Our communities cannot thrive if our members are being systematically mistreated and left behind. Governments in Southeast Asia must realise that this is as much an ethical and social imperative as a political and economic one. Certainly, in the case of migrant and informal workers, who are the backbone of Southeast Asia’s formal and grey economies, the many risks and vulnerabilities they face hold deeper implications for all of us as a society.
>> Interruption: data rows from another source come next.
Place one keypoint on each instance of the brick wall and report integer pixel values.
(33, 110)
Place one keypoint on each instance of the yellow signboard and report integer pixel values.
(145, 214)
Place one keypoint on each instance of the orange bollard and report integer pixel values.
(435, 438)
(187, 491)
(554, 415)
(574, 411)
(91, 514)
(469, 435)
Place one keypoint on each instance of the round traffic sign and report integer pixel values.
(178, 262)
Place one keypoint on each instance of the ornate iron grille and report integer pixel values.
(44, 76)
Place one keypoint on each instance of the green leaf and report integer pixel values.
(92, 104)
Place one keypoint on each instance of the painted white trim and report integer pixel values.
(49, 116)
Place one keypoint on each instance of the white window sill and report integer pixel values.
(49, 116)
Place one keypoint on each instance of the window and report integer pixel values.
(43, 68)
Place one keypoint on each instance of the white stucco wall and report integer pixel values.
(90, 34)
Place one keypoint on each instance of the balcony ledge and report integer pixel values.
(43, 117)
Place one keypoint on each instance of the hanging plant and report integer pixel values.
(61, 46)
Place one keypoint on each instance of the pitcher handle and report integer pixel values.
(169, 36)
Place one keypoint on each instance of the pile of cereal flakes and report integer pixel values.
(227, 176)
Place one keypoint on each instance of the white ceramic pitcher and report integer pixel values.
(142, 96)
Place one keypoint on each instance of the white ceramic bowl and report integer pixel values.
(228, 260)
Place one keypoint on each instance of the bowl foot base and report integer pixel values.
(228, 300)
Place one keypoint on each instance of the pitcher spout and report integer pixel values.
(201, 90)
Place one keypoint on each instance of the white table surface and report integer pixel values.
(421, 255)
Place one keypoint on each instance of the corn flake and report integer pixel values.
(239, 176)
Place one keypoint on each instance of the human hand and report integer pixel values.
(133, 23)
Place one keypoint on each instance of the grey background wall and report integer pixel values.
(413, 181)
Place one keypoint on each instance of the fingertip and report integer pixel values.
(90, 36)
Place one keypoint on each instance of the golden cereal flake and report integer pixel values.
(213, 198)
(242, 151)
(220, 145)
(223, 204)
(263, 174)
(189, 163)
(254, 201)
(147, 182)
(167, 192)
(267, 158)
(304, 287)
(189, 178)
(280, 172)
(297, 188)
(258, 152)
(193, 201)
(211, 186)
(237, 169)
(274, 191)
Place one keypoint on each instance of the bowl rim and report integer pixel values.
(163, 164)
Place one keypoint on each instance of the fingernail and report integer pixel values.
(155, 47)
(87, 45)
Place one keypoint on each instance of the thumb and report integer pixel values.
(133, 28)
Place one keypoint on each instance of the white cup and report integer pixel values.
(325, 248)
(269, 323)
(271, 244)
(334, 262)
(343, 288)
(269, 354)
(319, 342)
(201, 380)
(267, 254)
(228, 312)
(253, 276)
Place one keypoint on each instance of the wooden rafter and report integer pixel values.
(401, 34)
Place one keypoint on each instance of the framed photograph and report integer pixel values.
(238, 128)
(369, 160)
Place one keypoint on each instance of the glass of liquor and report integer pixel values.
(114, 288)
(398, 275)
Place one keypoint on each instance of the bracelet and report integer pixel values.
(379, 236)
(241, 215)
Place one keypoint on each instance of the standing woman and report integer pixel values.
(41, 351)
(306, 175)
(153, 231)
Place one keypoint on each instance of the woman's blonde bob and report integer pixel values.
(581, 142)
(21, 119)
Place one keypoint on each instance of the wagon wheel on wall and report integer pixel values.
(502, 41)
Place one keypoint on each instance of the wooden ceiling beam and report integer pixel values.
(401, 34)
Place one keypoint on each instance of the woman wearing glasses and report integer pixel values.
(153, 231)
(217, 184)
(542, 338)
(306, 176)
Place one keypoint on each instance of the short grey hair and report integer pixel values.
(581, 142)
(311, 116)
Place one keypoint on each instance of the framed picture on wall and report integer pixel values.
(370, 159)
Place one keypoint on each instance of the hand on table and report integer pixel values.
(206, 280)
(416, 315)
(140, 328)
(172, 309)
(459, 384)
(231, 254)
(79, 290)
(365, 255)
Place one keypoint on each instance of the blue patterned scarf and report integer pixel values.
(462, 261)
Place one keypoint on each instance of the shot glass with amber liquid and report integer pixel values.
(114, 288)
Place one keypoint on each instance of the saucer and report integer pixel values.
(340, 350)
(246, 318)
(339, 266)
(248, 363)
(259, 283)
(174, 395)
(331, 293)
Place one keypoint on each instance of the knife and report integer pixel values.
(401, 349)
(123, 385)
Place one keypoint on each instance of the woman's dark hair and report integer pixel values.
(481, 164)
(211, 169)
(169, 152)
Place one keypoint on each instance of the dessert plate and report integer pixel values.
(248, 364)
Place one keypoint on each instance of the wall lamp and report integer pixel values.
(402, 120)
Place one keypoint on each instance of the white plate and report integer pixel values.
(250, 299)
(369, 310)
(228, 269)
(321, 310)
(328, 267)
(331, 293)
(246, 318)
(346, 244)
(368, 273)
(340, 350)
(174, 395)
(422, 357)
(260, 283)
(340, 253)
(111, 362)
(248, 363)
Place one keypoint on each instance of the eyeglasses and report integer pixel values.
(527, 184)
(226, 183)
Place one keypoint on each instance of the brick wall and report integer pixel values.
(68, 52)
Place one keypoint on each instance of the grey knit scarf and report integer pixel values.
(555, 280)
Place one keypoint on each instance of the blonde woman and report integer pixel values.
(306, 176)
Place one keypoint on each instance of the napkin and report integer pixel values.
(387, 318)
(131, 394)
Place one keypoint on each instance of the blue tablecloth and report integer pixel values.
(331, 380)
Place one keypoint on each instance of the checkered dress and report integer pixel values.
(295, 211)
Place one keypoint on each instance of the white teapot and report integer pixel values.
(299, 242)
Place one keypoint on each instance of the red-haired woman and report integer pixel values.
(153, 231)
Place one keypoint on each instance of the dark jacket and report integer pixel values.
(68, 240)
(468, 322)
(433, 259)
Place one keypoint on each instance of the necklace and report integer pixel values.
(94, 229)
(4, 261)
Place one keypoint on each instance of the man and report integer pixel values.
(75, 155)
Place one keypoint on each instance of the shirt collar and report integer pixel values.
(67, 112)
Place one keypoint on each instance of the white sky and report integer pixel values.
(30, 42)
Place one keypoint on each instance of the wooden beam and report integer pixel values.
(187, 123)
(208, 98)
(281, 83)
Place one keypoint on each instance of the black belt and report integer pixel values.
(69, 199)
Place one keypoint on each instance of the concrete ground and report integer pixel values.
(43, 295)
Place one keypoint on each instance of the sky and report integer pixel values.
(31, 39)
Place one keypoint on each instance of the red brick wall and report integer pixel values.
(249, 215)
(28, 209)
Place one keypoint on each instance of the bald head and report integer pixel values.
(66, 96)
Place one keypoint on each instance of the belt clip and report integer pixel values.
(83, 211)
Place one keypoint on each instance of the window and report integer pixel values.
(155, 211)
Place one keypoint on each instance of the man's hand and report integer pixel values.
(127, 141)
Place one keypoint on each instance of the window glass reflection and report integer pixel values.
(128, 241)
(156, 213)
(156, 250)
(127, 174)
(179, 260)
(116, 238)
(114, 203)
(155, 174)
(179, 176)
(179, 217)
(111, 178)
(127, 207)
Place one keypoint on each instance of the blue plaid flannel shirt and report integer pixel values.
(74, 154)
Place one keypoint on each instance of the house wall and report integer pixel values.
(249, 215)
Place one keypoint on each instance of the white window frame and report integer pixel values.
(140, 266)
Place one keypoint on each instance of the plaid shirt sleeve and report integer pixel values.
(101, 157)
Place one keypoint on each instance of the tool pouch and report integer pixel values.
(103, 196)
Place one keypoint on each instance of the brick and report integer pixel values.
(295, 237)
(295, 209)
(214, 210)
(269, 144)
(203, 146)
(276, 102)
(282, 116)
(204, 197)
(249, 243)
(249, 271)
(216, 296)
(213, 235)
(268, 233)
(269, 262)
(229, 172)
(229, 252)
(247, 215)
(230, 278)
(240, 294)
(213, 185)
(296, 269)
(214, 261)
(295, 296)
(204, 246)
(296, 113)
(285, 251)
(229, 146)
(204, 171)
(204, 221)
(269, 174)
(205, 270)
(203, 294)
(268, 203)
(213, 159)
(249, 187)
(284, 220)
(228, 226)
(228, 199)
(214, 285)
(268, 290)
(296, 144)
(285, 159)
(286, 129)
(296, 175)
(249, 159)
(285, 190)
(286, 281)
In particular, the xenophobic and exclusionary treatment of migrant workers during the pandemic starkly revealed the weak social protection systems in place across Southeast Asia, while also underscoring how human rights is a form of economic empowerment. As an integral part of sustainable economic activity, the failure to protect and respect human rights stands to not only heighten everyday insecurity across Southeast Asian countries but also cause the region as a whole to develop in reverse.

 

Pichamon Yeophantong is Head of Research and Associate Professor at the Centre for Future Defence and National Security at Deakin University. This commentary was developed based on the writer’s presentation at the Southeast Asia Regional Geopolitical Update at The Australian National University on 1 May 2023.”